As you are aware Advantage Management has been working with our Boards to make sure all Condominium and Home Owner Associations are compliant with the Condominium and Common Interest Community Ombudsperson Act.  Effective January 1, 2019, all Condominium Associations must have in effect a written policy for resolving unit owner complaints.  Most Boards have passed the new policies either at their annual meeting or at a meeting earlier in the year.  For many of our Associations, a similar policy was in place but with the new act, it gave us the opportunity to update the policies to be compliant with the new law.

A copy of these policies can be found on our website through your homeowner login.  For those of you who are unfamiliar with the Act, the purpose of the this is to provide a forum to help work out disputes between Associations and their unit owners and to educate owners and Board members on how to deal with these issues.

Owners cannot apply to the ombudsperson’s office for assistance with their disputes until after they sought, and failed to achieve, resolution through their associations’ complaint policy and procedures.

Beginning July 1, 2019, qualifying unit owners may make complaints to the Ombudsperson for assistance in resolving a dispute between a unit owner and the Association that involves a violation of the Condominium Property Act or the Common Interest Community Association Act. Notably, the Ombudsperson may not accept requests for resolutions of disputes with community association managers, owner to owner issues, or of disputes for which there is a pending complaint in any court or administrative tribunal.

In order for a unit owner to make a complaint, they must meet various qualifications, including that they must not owe any outstanding funds to the Association (unless those funds are central to the dispute), the dispute must have occurred within the past two calendar years, the owner must have followed the complaint procedure within their own Association, and the owner received a final adverse decision within their own Association. The requirements of what must accompany the complaint are also outlined.

We will keep everyone updated as this and other Condo Laws change over time.

What is an Ombudsperson and what do they do?

A new word in the vocabulary of every Property Manager is Ombud and now it will be in yours too as part of your Condominium Association.  For those of you who are not familiar with the term or what they do, please allow Advantage Management to put you in the know! 

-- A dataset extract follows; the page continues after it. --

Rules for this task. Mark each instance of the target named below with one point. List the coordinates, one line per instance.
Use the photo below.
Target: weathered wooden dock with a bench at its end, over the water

An ombudsman, ombudsperson, ombud, or public advocate is an official who is charged with representing the interests of the public by investigating and addressing complaints of maladministration or a violation of rights.

In relation to how an Ombudsperson will affect you and your Association, there are some simple things that might clarify the situation:

An Ombudsperson does – Educate unit owners and Association and their respective Boards.

But does not – Provide Legal advice or advocacy services.

An Ombudsperson does – Publish information useful to owners, Associations and their respective Boards.

But does not – Enforce any laws or regulations, including the regulation or registration of; Professions, Associations, Companies, or People.

An Ombudsperson does – Respond to relevant inquiries by providing educational materials and directing citizens to relevant resources.

But does not – Hear, Mediate or Resolve; issues between unit owners and Associations, complaints of nations, or complaints against community association managers.